Even as home sales slowed, home prices kept climbing in June. The national median home price jumped 13.4% in June from a year earlier to $416,000. That's an all-time high according to data going back to 1999, the realtors association said. Despite the increase, home prices are not climbing as much as they were earlier this year.
"With each passing month it appears price appreciation is less strong than earlier months," said Lawrence Yun, the National Association of Realtor's chief economist.
The June sales report is the late evidence that the housing market, a key driver of economic growth, is slowing as homebuyers grapple with sharply higher mortgage rates than a year ago.

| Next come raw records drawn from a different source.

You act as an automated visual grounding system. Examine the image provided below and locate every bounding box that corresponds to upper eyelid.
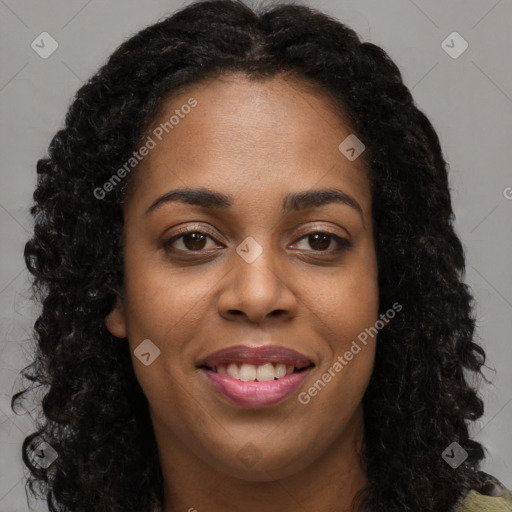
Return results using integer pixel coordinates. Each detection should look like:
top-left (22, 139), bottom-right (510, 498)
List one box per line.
top-left (163, 225), bottom-right (352, 252)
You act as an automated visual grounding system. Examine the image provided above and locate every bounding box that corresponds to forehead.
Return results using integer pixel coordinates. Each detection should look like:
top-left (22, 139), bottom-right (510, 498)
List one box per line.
top-left (126, 73), bottom-right (369, 214)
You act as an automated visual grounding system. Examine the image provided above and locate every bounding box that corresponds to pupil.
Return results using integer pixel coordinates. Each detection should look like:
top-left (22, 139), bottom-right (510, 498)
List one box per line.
top-left (309, 233), bottom-right (330, 250)
top-left (183, 233), bottom-right (206, 250)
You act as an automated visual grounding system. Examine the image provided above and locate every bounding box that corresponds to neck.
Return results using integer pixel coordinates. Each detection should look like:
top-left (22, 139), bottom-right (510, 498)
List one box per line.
top-left (155, 408), bottom-right (367, 512)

"A combination of higher prices and higher mortgage rates clearly has shifted the dynamics in the housing market," Yun said. "Home sales will only begin to stabilize once mortgage rates begin to stabilize."
The average rate on a 30-year fixed-rate home loan climbed to 5.51% last week, according to mortgage buyer Freddie Mac. A year ago it averaged 2.88%.
Mortgage rates have been climbing in response to a sharp increase in 10-year Treasury yields, reflecting expectations of higher interest rates overall as the Federal Reserve raises its benchmark rate in a bid to quell the highest inflation in decades.
Even with higher mortgage rates straining affordability, homes that sold didn't stay on the market for long. On average, homes sold in just 14 days of hitting the market last month, the fastest sales pace tracked by the National Association of Realtors. It was 16 days in May. Before the pandemic, homes typically sold more than 30 days after being listed for sale.
House hunters able to navigate the effects of higher mortgage rates had a wider selection of homes to choose from last month, at least. The number of properties for sale jumped 9.6% from May to 1.26 million, and rose 2.4% from June last year -- the first annual increase in three years, Yun said.
Still, at the current sales pace, the level of for-sale properties amounts to a 3-month supply, the realtors association said. That's up from 2.6 months in May, and 2.5 months a year ago. That's still short of the 5- to 6-month supply that reflects a more balanced market between buyers and sellers.
Despite the still-tight supply of homes for sale, rising mortgage rates and prices, first-time buyers accounted for 30% of sales last month, the realtors association said. That's up from 27% in May, but still low by historical standards, when first-time buyers made up as much as 40% or more of transactions. Real estate investors and other buyers able to buy a house outright without financing accounted for 25% of all sales last month.
Housing affordability is set to worsen to levels last seen early in the financial crisis as rising mortgage rates compound high prices, according to S&P Global Ratings.
By the end of this year, mortgage payments will make up 28% of income for the typical first-time buyer -- the highest since the first quarter of 2007 -- assuming a 10% down payment, S&P North American Chief Economist Beth Ann Bovino said in a report. Mortgages shouldn't exceed 25% of income to be considered affordable, per National Association of Realtors' guidelines.
That threshold has already been breached for low- and middle-income buyers and will remain "well above" it through 2025, leaving 60% of U.S. households out of the market, S&P said.
"High home purchase prices don't necessarily mean that homes have become unaffordable, but after over a decade of relatively benign home purchase conditions, our analysis of housing market conditions shows affordability has worsened in recent years," the report said.
The housing market is coming off its boil as mortgage rates rise. That's crowding out buyers who were already struggling with record prices.
For prospective homebuyers, that means signing a contract could be decades away. By the fourth quarter of 2022, it'll take 11.3 years for a first-time buyer with median income to save for a 10% down payment, and twice as long for 20%, S&P said. Before the pandemic, each took half as long.
Information for this article was contributed by Maria Torres of Bloomberg News.